Sous-estimer l’hétérogénéité du sous-sol lorientais, c’est s’exposer à des surcoûts de terrassement que personne n’a budgétés. On voit régulièrement des chantiers où le granite sain apparaît un mètre plus haut que prévu, là où les sondages géophysiques laissaient espérer une altération régulière. La fouille d’essai – le puits d’exploration creusé à la pelle mécanique jusqu’à 4,50 m de profondeur – reste l’outil le plus fiable pour trancher avant de commander les blindages ou de finaliser le plan de fondation. À Lorient, sur un territoire modelé par les vallées du Scorff et du Blavet, les remblais anthropiques et les poches d’arène granitique alternent sur quelques mètres. Une inspection visuelle directe des parois du puits, complétée par un relevé lithologique précis, permet de caler la cote d’assise des semelles ou de décider d’un essai au pénétromètre statique lorsque la profondeur critique dépasse les capacités de la fouille.

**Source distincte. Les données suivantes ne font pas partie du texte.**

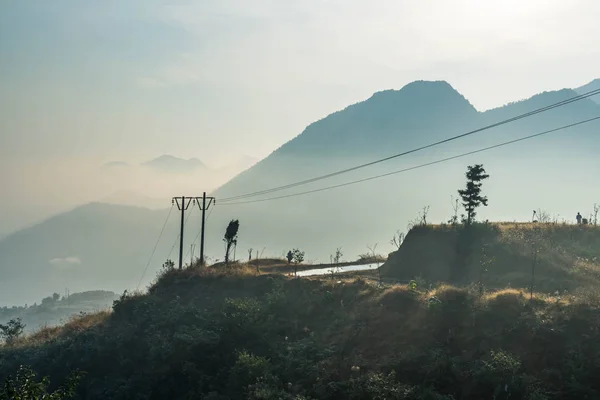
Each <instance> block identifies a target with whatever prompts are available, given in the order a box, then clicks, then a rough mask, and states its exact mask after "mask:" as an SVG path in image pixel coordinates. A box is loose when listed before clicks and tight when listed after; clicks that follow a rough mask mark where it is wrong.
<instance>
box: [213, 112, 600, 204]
mask: <svg viewBox="0 0 600 400" xmlns="http://www.w3.org/2000/svg"><path fill="white" fill-rule="evenodd" d="M598 119H600V116H599V117H594V118H590V119H587V120H584V121H580V122H576V123H573V124H569V125H565V126H561V127H559V128H555V129H551V130H548V131H544V132H540V133H536V134H534V135H529V136H524V137H522V138H519V139H514V140H510V141H507V142H503V143H499V144H496V145H493V146H488V147H484V148H482V149H478V150H473V151H469V152H466V153H462V154H458V155H456V156H452V157H447V158H443V159H441V160H436V161H431V162H428V163H425V164H420V165H417V166H413V167H409V168H404V169H401V170H397V171H392V172H388V173H385V174H381V175H375V176H371V177H368V178H364V179H358V180H354V181H350V182H346V183H341V184H339V185H333V186H327V187H324V188H320V189H314V190H308V191H305V192H299V193H292V194H288V195H285V196H277V197H269V198H266V199H258V200H248V201H240V202H233V203H225V204H221V205H225V206H232V205H239V204H248V203H258V202H262V201H269V200H277V199H285V198H288V197H295V196H301V195H305V194H310V193H316V192H322V191H325V190H329V189H335V188H339V187H343V186H349V185H353V184H356V183H361V182H366V181H370V180H373V179H377V178H383V177H386V176H390V175H394V174H399V173H401V172H407V171H411V170H414V169H419V168H423V167H427V166H430V165H434V164H439V163H442V162H445V161H450V160H454V159H457V158H460V157H465V156H468V155H471V154H476V153H481V152H483V151H487V150H492V149H495V148H498V147H503V146H507V145H509V144H513V143H517V142H522V141H524V140H528V139H533V138H536V137H539V136H543V135H547V134H549V133H552V132H556V131H560V130H563V129H567V128H571V127H573V126H577V125H582V124H585V123H588V122H592V121H595V120H598Z"/></svg>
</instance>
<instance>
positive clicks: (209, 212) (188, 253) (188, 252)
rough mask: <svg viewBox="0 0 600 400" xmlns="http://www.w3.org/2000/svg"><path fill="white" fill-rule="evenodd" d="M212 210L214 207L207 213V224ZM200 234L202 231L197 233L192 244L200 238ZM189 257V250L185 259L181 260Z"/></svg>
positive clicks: (201, 232)
mask: <svg viewBox="0 0 600 400" xmlns="http://www.w3.org/2000/svg"><path fill="white" fill-rule="evenodd" d="M213 210H214V207H213V208H211V209H210V210H209V211H208V215H207V216H206V222H208V219H209V218H210V215H211V214H212V212H213ZM201 233H202V230H200V231H198V234H197V235H196V237H195V238H194V240H193V241H192V243H196V240H198V238H199V237H200V234H201ZM189 255H190V250H188V252H187V253H186V255H185V257H183V258H187V256H189Z"/></svg>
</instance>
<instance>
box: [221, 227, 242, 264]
mask: <svg viewBox="0 0 600 400" xmlns="http://www.w3.org/2000/svg"><path fill="white" fill-rule="evenodd" d="M239 228H240V222H239V221H238V220H237V219H235V220H233V219H232V220H231V221H230V222H229V225H227V229H226V230H225V236H224V237H223V242H225V264H229V254H230V252H231V246H232V245H235V246H237V234H238V230H239ZM234 259H235V256H234Z"/></svg>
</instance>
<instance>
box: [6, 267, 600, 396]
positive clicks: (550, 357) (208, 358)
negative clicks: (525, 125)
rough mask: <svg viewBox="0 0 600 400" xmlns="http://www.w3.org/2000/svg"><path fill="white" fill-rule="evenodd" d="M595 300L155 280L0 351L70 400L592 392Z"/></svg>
mask: <svg viewBox="0 0 600 400" xmlns="http://www.w3.org/2000/svg"><path fill="white" fill-rule="evenodd" d="M598 305H599V304H598V301H597V298H596V299H593V298H590V297H588V298H586V299H583V298H580V297H576V296H572V295H562V296H561V297H547V296H543V295H538V294H536V296H535V297H534V298H533V300H532V301H529V300H528V297H526V296H525V295H524V294H523V293H521V292H519V291H517V290H514V289H513V290H502V291H498V292H494V293H488V294H486V295H484V296H481V297H480V296H478V295H477V294H476V293H474V292H473V291H469V290H467V289H460V288H455V287H450V286H439V287H434V288H432V289H431V290H428V289H424V288H421V287H406V286H399V285H391V286H387V287H379V286H374V285H370V284H368V283H367V282H365V281H364V280H362V279H347V280H339V281H337V280H334V281H330V280H329V279H323V280H314V279H286V278H283V277H277V276H251V275H248V273H247V272H243V271H241V272H239V273H235V272H234V271H231V272H230V273H225V274H224V273H217V272H214V271H212V272H211V271H210V270H204V271H202V270H186V271H183V272H177V271H172V272H167V273H166V274H165V275H163V276H162V278H161V279H160V280H159V281H158V283H157V284H155V285H154V286H153V287H152V288H151V289H150V291H149V293H148V294H147V295H137V296H132V297H123V298H121V299H120V300H118V301H117V302H115V305H114V311H113V312H112V313H99V314H92V315H85V316H83V317H81V318H78V319H75V320H73V321H71V322H69V323H68V324H67V325H65V326H64V327H62V328H52V329H44V330H42V331H40V332H39V333H37V334H35V335H33V336H30V337H27V338H25V339H20V340H17V341H16V342H14V343H13V344H12V345H10V346H5V347H0V380H4V379H5V378H6V377H7V375H8V374H13V373H14V372H15V371H16V370H17V368H18V367H19V365H28V366H31V367H32V368H33V370H34V371H36V372H38V373H39V374H40V375H41V376H45V375H48V376H49V377H50V379H51V381H52V382H53V383H56V384H59V383H61V382H63V381H65V379H66V377H67V374H69V373H70V372H71V371H73V370H75V369H80V370H81V371H84V372H85V373H86V375H85V376H84V378H83V380H82V382H81V384H80V386H79V394H80V396H81V398H82V399H125V398H145V399H160V398H173V399H175V398H198V399H220V400H226V399H254V400H258V399H269V400H270V399H289V400H292V399H293V400H301V399H365V400H366V399H415V400H417V399H439V400H441V399H446V400H450V399H465V400H469V399H488V398H496V399H509V398H510V399H513V398H518V399H555V398H560V399H583V398H588V399H592V398H597V397H598V396H600V384H599V382H598V380H597V376H598V374H599V373H600V363H599V362H598V360H599V359H600V358H598V355H599V354H600V352H599V351H600V349H599V347H598V341H599V339H600V333H599V332H600V314H599V313H598V308H597V306H598Z"/></svg>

Un puits de reconnaissance bien placé remplace trois hypothèses de bureau par une certitude de terrain, surtout dans les altérites granitiques lorientaises.
Comment nous travaillons
Facteurs du sol local
La norme NF P 94-500 (missions géotechniques) encadre strictement la reconnaissance des sols, et le contexte lorientais ne pardonne aucun raccourci. La nappe phréatique affleurante dans les secteurs de Keryado et du port de pêche transforme un puits non blindé en piège : l’instabilité des parois dans les limons sableux peut provoquer un éboulement localisé qui fausse les observations et met en danger l’opérateur. Par ailleurs, les poches d’argile résiduelle issues de l’altération du granite – localement appelées « arènes pourries » – présentent une portance médiocre et un comportement gonflant que seule l’inspection directe en fouille permet d’identifier avant coulage des fondations. Ignorer ces hétérogénéités, c’est s’exposer à des tassements différentiels qui se manifesteront dans les deux premières années de service du bâtiment, bien après la réception des travaux.
Cadre normatif
NF EN ISO 22475-1:2021 – Reconnaissance et essais géotechniques – Méthodes de prélèvement, NF P 94-500 – Missions géotechniques – Classification et spécifications, NF P 11-300 (GTR) – Classification des matériaux utilisables en remblai et en couche de forme
Prestations techniques associées
Puits de reconnaissance avec logs lithologiques
Ouverture mécanique jusqu’à 4,50 m, blindage, descente d’un géotechnicien pour relevé des faciès, prélèvement d’échantillons remaniés et intacts, report photographique complet. Livrable : coupe lithologique détaillée avec classification GTR et recommandation de portance.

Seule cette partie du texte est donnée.